At the turn of the 20th century, there was a great cultural and societal shift. As the Victorian era ended in 1901, the Edwardian era of King Edward VII and Art Nouveau, ushered in a new era for women. Sharon Hope Weintraub, the author of ‘Bawdy Bisques & Naughty Novelties’ is quoted in a 2008 article saying, “I was fascinated by the wide variety of figurines and the creativity and workmanship that went into their manufacture. I was also intrigued with the way the bathing beauties reflected the loosening of moral, cultural, and sartorial restrictions on women between the 1890s and the 1920s.”
Art Nouveau was a reaction to the academic art of the 19th century. It took inspiration from natural forms and structures, particularly the curved lines of plants and flowers. This trend was reflected in the fashions of the time as well. Corsets were being discarded. In this atmosphere of Art Nouveau, where nature is celebrated, so too was the human form celebrated.
Social and political change also brought more freedom for women. WW1 saw more single women working as men were on the battlefield. Bicycles gave women a new level of transportation independence. In 1920, women won the right to vote.
Free moving clothing allowed for more athletic endeavors. Changing fashion also meant more relaxed dress of bathers in this period; less clothing that covered a woman’s shape also allowed for swimming. A new appreciation of the female form gave birth to the bathing beauty.

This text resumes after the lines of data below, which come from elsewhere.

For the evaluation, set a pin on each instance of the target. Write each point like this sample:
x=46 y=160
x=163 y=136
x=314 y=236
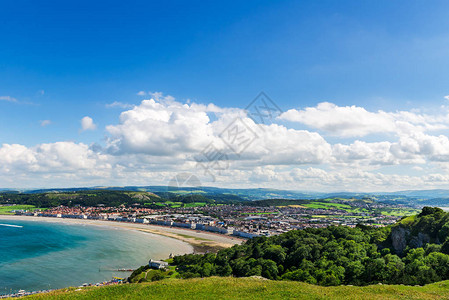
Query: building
x=157 y=264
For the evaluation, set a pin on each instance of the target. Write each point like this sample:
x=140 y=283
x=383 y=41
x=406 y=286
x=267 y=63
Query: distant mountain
x=436 y=197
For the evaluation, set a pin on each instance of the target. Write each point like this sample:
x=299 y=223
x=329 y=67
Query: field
x=247 y=288
x=5 y=210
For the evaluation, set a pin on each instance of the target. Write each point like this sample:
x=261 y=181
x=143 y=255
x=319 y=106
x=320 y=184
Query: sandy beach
x=200 y=241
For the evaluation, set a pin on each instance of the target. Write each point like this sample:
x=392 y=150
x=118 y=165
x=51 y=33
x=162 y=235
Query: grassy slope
x=249 y=288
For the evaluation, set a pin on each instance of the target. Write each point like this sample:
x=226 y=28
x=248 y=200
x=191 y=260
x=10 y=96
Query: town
x=240 y=220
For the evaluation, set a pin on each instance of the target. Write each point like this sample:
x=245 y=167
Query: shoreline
x=200 y=241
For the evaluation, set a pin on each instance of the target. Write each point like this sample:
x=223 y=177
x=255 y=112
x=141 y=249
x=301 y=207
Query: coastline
x=199 y=241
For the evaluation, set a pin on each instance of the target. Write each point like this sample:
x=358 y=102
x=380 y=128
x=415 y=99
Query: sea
x=41 y=255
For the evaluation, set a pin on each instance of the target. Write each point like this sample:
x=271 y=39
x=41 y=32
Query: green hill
x=248 y=288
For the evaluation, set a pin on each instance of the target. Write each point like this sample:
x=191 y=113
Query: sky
x=301 y=95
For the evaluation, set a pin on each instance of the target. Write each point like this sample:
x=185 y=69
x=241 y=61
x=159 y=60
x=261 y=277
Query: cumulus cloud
x=355 y=121
x=153 y=141
x=45 y=123
x=88 y=124
x=8 y=98
x=119 y=105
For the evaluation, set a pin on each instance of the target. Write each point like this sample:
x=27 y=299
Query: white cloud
x=119 y=105
x=354 y=121
x=45 y=123
x=88 y=124
x=152 y=141
x=8 y=98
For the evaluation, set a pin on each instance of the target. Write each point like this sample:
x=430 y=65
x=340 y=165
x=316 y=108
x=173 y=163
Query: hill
x=247 y=288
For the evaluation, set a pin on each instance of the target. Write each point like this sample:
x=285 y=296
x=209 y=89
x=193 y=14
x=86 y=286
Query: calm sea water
x=36 y=255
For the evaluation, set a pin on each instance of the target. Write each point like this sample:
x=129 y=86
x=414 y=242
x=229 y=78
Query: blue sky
x=63 y=61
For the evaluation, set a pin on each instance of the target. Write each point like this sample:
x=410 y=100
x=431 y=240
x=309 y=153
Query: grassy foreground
x=248 y=288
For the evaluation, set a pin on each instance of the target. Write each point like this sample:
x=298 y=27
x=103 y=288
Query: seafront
x=201 y=241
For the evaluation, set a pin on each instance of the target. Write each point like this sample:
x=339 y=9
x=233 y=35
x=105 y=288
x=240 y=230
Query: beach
x=200 y=241
x=40 y=253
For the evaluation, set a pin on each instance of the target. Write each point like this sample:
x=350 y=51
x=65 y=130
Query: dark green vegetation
x=247 y=288
x=338 y=255
x=110 y=198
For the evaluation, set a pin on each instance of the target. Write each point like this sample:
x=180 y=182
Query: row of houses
x=193 y=226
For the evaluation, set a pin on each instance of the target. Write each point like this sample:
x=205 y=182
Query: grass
x=6 y=210
x=247 y=288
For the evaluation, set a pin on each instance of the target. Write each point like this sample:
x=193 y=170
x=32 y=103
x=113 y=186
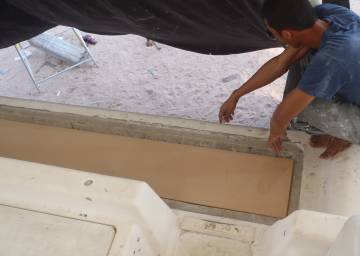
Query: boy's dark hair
x=289 y=14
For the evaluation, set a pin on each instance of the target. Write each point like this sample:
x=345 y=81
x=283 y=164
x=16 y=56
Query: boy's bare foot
x=332 y=144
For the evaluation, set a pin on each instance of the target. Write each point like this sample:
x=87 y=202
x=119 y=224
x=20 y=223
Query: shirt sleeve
x=323 y=77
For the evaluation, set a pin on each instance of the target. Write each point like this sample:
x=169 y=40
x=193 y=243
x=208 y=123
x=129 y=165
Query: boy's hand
x=227 y=110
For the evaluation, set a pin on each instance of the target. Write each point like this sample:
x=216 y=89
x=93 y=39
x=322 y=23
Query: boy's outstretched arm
x=269 y=72
x=293 y=104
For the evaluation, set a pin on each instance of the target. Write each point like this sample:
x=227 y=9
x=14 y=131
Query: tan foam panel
x=216 y=178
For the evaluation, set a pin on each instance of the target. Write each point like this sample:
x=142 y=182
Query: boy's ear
x=287 y=34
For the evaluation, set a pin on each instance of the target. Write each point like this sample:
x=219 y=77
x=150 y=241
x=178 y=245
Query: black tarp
x=204 y=26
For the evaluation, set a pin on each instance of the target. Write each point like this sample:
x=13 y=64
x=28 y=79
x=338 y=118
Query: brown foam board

These little bisque pieces of art also represented the growing appreciation of vacationing by the sea. What began in the 1890’s as a naughty item, soon became souvenirs of fun times spent on the beach, or at countless other summer vacation sites. They were purchased by a new generation of adults who rejected the stiff rules and mores of Victorian etiquette. This period lasted until the 1930’s.
Bathing beauties are all bisque figures that have a bathing suit either painted on or are made of fabric. The fabric used was a light netting or lace that often has disappeared over the decades. That is why many bathing beauties are naked. However, these women wear bathing caps and matching ballet type bathing slippers, indicating they also once wore a fabric bathing suit.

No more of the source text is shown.